After Mr. Barnes finished 12th among the candidates in the 2005 election, he immediately endorsed Ms. Sirleaf over her runoff candidate, former soccer star George Weah.

“She was certainly the lesser of the two evils,” Mr. Barnes said.

Ms. Sirleaf asked for his resignation as ambassador in August after learning of his plans to run for president. Mr. Barnes said he expected his dismissal and that he and Ms. Sirleaf departed on cordial terms.

Mr. Barnes said one of his motivations for running against Ms. Sirleaf is generational. He is 57, she is 72.

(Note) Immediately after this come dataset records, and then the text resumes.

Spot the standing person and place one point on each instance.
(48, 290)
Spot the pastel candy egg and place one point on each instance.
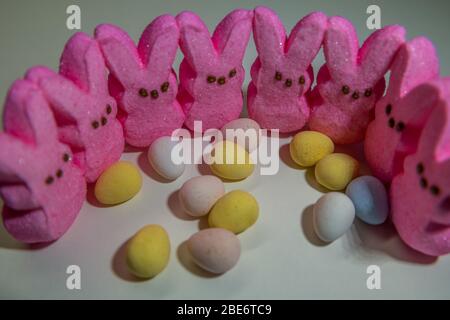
(336, 170)
(236, 211)
(243, 131)
(199, 194)
(160, 157)
(215, 250)
(308, 147)
(117, 184)
(148, 251)
(333, 216)
(370, 199)
(231, 161)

“A whole different leadership style - one with energy, one with vision - is needed,” he said, adding that his campaign theme is “empowering people by creating wealth.”

“We need a Liberian middle class. Our middle class is our diaspora,” he said, referring to Liberian exiles including more than 300,000 in the United States. “It’s time for a change.”

He said his political party is center-right and strongly embraces free-market policies.

Mr. Barnes also is concerned about the ethnic divisions that remain in Liberia, a nation founded in 1847 by freed American slaves. The capital, Monrovia, was named after James Monroe, the U.S. president who supported the recolonization effort in West Africa.

Mr. Barnes traces his own roots to a freed American slave: his great-great-grandfather Nathan.

However, tension between the descendants of the American slaves, called Americo-Liberians, and the indigenous tribes of the region continue to this day. Liberia has 16 ethnic groups.

“We need a unifier, and I see myself as a unifier,” Mr. Barnes said. “I don’t see her as one.”

However, much of the world reveres Ms. Sirleaf. Foreign Policy magazine named her among the top 100 “global thinkers.” Time, Newsweek and Fortune magazines also have ranked her among the world’s foremost leaders.

Mr. Barnes remains unimpressed.

“Foreign Policy magazine and people who read it don’t vote in Liberia,” he said.